Many companies are also vulnerable to extortion from AI fabricated incriminating content, brand misuse, potentially leading to legal liabilities, fines, loss of trust and business. Remote hiring practices could open the door for either criminals or under-qualified candidates, using deepfakes to give synthetic identities a convincing face and voice – even going so far as to conduct interviews.

How to manage the threats

The rise of deepfakes exploits our natural tendency to trust visual and auditory content, posing significant risks. It’s therefore critical for organisations to enforce robust programmess to help ensure safe and ethical AI use and secure deployment.

Bryan McGowa, global trusted AI lead, KPMG International explained: “Implementing a zero-trust architecture is equally essential, embedding verification across all operations with stringent controls and cutting-edge technology. This strategic approach is vital for maintaining integrity and trust in the digital age.”
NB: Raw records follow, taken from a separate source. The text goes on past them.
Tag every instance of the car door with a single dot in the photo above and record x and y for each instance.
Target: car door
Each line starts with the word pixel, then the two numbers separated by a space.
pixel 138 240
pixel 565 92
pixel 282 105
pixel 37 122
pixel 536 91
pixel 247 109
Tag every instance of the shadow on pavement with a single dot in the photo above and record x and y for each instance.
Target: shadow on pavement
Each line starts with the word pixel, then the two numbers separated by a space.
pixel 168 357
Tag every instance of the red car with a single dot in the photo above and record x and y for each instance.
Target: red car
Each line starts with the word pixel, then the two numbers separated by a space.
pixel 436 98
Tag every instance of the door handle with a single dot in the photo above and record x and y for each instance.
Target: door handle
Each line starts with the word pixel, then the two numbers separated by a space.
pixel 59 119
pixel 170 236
KPMG added: “Deepfakes may be growing in sophistication and appear to be a daunting threat. However, by integrating deepfakes into the company’s cybersecurity and risk management, CISOs - with the assistance of General Counsel, the CEO, and Chief Risk Officers (CRO) – can help their companies stay one step ahead of malicious actors.

“This calls for a broad understanding across the organisation of the risks of deepfakes, and the need for an appropriate budget to combat this threat. A combination of detection technology and processes, a cross-functional approach (involving the CISO’s team, Legal, PR and other functions), and well-informed employees, should enable cybersecurity professionals to spot potential and actual attacks, and act fast to limit the damage.

“Remember, the same technology that is being used to infiltrate an organisation can also protect it. Collaborating with deepfake cybersecurity specialists helps spread knowledge and continually test and improve controls and defences, to avoid fraud, data loss and reputational damage.”

When it comes to identifying a deepfake SurfShark said due to their widespread distribution and enhanced realism, detecting deepfakes is becoming progressively more difficult. Technology that generates deepfakes often outpaces the capabilities of detection tools. The significant amount of this type of content online also complicates distinguishing between what is genuine and what is not. However, there are some things you can look out for to detect a deepfake, including:

  • Unnatural movements;
  • Colour differences;
  • Inconsistent lightning, as well as unmatching reflections in each eye and unnatural corneas;
  • Poor lip-sync (audio doesn’t match lip movements);
  • Blurry or distorted backgrounds;
  • Distribution channels (it can be shared by a bot).

Stamulis concluded: “To protect themselves, companies should train employees to recognise social engineering tactics, use only official communication channels, remain alert for signs of manipulated media, and implement clear protocols for verifying sensitive requests.”